Während er mit dem Taxifahrer den Preis von 60 auf 40 Bath herunterhandelt, wirkt der Junge völlig normal. Dann sitzen sie stumm im Wagen, der um diese Zeit fast zügig vorankommt, aber diese Stummheit ist sehr beredt: Wolfs Eingeweide sind elektrisiert, und er fühlt sich ganz ausgefüllt von einem überwältigenden, irgendwie unirdischen Verlangen. Der Junge hat Wolfs Hand genommen und sie auf seinen Oberschenkel platziert. Wolf spürt durch den Stoff der Jeans die Körperwärme des Jungen. Er muss alle seine Willenskraft aufbieten, um den Jungen nicht auf der Stelle zu küssen. Um sich abzulenken, fragt er ihn, wie er heisse. Pump, antwortet er, und er komme aus Lamphun im Norden des Landes, «I’m Pump from Lamphun». Er sagt das beinahe trotzig.

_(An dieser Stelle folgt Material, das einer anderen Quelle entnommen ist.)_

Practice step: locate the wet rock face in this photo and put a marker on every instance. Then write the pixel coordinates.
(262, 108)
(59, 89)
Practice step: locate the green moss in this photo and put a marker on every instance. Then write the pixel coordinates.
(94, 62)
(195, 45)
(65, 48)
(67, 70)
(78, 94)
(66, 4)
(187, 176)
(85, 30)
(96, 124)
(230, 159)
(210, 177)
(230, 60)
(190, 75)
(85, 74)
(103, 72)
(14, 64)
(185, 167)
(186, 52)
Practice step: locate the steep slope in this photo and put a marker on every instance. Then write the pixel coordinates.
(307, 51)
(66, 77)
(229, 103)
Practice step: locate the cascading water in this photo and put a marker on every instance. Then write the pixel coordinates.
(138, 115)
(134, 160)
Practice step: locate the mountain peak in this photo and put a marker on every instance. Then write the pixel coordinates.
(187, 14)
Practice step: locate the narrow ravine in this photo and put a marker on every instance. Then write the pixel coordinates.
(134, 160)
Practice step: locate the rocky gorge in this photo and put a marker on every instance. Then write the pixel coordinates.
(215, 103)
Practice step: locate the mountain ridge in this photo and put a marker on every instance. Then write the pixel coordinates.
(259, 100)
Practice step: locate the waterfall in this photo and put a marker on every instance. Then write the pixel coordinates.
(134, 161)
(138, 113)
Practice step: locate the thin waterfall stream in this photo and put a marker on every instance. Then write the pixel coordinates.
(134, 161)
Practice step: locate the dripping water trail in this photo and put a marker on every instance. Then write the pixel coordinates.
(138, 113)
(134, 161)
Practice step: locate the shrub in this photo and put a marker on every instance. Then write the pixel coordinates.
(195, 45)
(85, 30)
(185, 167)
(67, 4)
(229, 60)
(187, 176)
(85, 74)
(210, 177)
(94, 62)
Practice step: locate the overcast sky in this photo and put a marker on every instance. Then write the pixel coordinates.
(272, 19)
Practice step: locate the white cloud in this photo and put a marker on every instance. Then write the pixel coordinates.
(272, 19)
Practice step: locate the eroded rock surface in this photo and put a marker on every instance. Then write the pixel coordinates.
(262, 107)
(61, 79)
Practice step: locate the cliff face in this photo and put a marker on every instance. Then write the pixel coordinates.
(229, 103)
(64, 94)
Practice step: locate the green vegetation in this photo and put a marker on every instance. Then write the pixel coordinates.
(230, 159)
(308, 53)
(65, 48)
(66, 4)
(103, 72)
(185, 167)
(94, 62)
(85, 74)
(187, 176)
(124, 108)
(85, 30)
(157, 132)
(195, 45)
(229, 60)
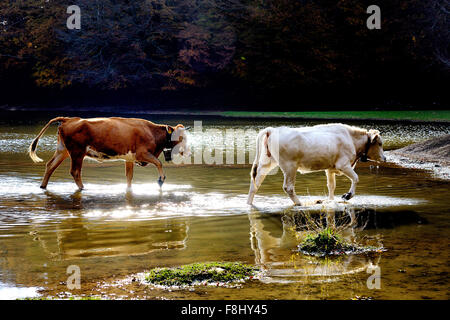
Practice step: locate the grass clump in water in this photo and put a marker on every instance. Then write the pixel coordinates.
(328, 242)
(201, 273)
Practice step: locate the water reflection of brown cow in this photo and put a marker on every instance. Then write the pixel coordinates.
(133, 140)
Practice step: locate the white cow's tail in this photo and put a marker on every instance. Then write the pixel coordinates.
(33, 145)
(261, 144)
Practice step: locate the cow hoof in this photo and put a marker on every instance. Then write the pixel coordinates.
(347, 196)
(161, 181)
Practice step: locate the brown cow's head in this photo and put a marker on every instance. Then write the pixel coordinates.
(375, 147)
(180, 139)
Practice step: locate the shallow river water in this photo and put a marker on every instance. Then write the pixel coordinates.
(201, 215)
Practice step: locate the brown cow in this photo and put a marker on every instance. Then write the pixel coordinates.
(133, 140)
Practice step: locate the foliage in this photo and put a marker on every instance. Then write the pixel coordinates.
(200, 272)
(179, 44)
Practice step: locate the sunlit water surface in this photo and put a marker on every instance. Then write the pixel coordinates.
(201, 215)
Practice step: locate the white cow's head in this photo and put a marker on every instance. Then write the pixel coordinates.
(375, 148)
(180, 139)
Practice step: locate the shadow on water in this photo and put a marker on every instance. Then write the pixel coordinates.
(128, 199)
(275, 239)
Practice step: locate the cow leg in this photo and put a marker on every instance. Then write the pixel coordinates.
(331, 183)
(255, 183)
(148, 157)
(351, 174)
(75, 169)
(59, 156)
(290, 172)
(129, 166)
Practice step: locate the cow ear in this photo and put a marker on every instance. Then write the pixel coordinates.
(374, 135)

Im Hotelzimmer zieht Wolf den Jungen ohne alle weiteren Umschweife an sich heran und beginnt ihn zu küssen und hört nicht mehr auf damit. Seine Geilheit ist wie ein Feuer, das sich in ihm langsam auszubreiten beginnt und dann über ihn hinaus und dabei immer heisser wird. So etwas hat Wolf noch selten erlebt. Er lässt sich aufs Bett sinken, sodass der Junge auf ihn zu liegen kommt, und hört nicht auf, dessen saftige Lippen zu küssen. Dabei ertasten seine Hände durch die Kleider des Jungen hindurch dessen Körper. Ihn immer weiter küssend, entblättert er ihn wie eine Blume. Legt sich auf ihn, fickt ihn ganz langsam und sachte zwischen die Oberschenkel. Er wird immer langsamer und sachter, bis er sich schliesslich gar nicht mehr bewegt, aber das kann nicht verhindern, dass sich eine gewaltige Eruption in ihm ankündigt, bis sich seine Lust in einem Orgasmus, der fast schmerzhaft ist in seiner Intensität, entlädt. Dann küsst er den Jungen an jeder Stelle seines Körpers, ohne jede Hast und geniesserisch wie ein Gourmet, dessen ärgster Hunger gestillt ist und der sich aus purem Vergnügen und Kunstverstand an den köstlich zubereiteten Speisen ergötzt. Der Junge wird immer erregter. Sein Penis ist ungewöhnlich lang und ziemlich dünn – und den will er Wolf jetzt in den Hintern stecken. Während er immer wieder an einem Poppers-Fläschchen riecht, rammelt er wie ein Wahnsinniger, bis er sich röchelnd und wie von Sinnen in Wolf hinein ergiesst. Inzwischen nähert auch Wolfs Lust sich wieder dem Höhepunkt. Er setzt sich den Jungen rittlings auf seine Latte und lässt in seinem ganzen Körper bis hinauf ins Hirn, während er den Mund des segelohrigen Jungen trinkt und sich vorsichtig in ihm bewegt, den zweiten Orgasmus dieser Nacht geschehen.